The pipeline is designed to extract features from scholarly work. Given a scholarly work, it extracts various features of the scholarly work and output features as a CSV file.
However, it cannot process the PDFs directly, instead, we input preprocessed PDF files using GROBID and pdf2text. This preprocessing can be done both by pipeline or individually before extracting the features.
Preprocessing can be done by either using pipeline or separately running GROBID and pdf2text.
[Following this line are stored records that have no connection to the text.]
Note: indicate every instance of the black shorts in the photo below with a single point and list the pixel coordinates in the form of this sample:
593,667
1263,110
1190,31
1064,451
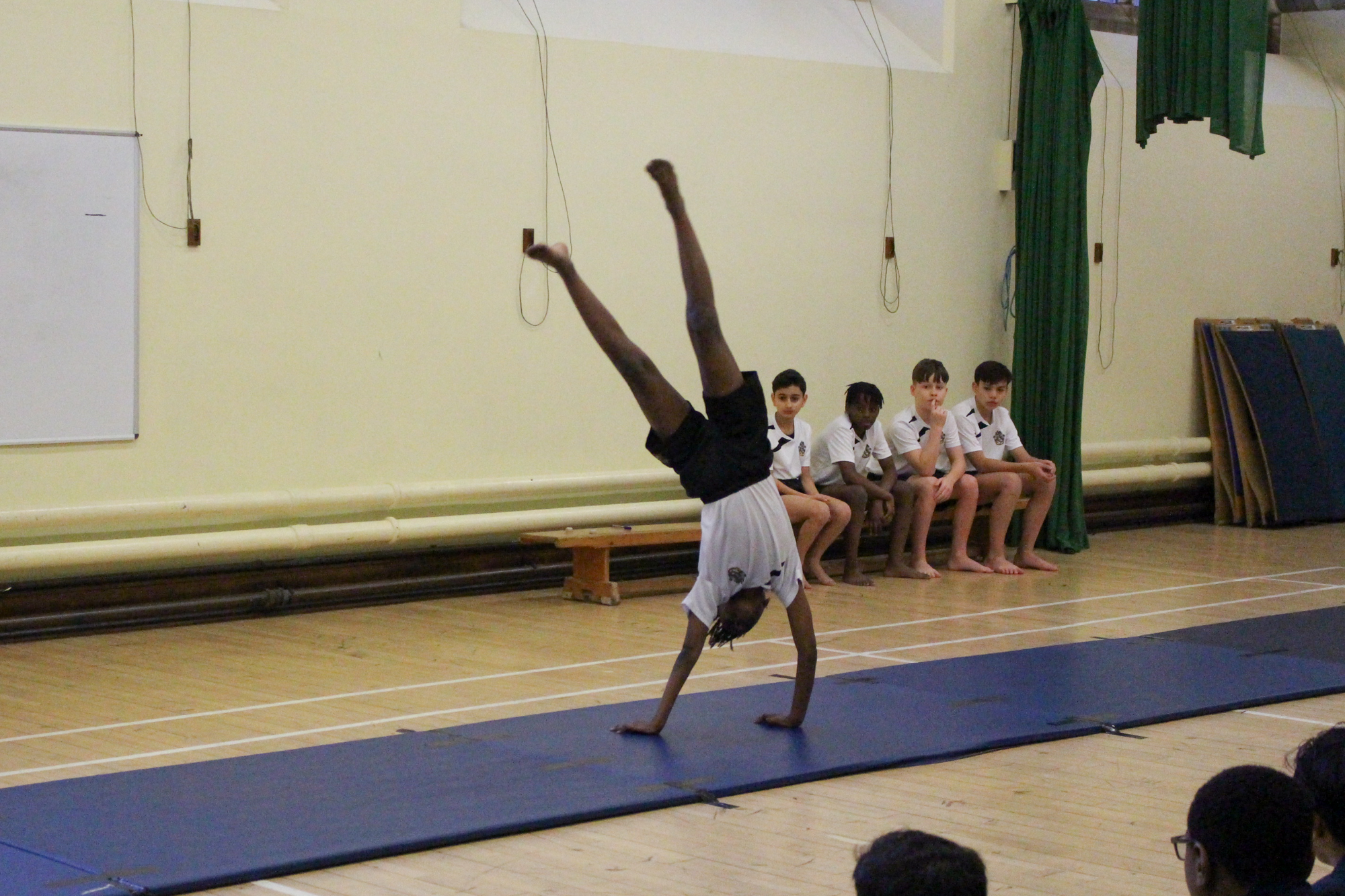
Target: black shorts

In both cases, it is required to have a working GROBID and pdf2text installation.
PDF files have to be preprocessed using
While preprocessing with GROBID, it is required to convert using full text mode i.e., /api/processFulltextDocument, please refer to GROBID documentation for more details.
Once GROBID is installed and running, and pdf2text is installed, we can use the pipeline to preprocess the PDF files using the below command:
python process_docs.py --mode process-pdfs --pdf_input DIR_TO_PDFs -out OUTPUT_DIR
Alternatively, one can process them separately without using the pipeline.
Once the PDFs are processed using GROBID and pdf2text, we can run a pipeline for feature extraction: You can run the pipeline using the below command:
python process_docs.py -out PROCESSED_GROBID_FILES -in TEXT_FILES -m generate-train" -csv OUTPUT_DIR
-out: path to preprocessed PDF files in tei.xml format(grobid output)
-in: path to preprocessed PDF files in txt format(output of pdf2text)
-m: generate-train mode
-csv: csv output directory
For more details, refer to process_docs.py file.
Important files for reference:
File | Description |
---|---|
process_docs.py | code execution starts here, there are 2 main modes (1) Preprocess (2) generate feature set |
extractor.py | grobid output gets torn down into various features and extracted information is used to call elsevier/crossref/semantic scholar api |
elsevier.py | Output from elsevier api/crossref/semantic scholar gets parsed and returned |
XIN.py | acknowlegement section is processed to identify funding information |
NOTE: Elsevier api key may expire after certain number of hits. In case of batch processing, it is better to update api key details from elsevier developer portal. Check the same for semantic scholar api.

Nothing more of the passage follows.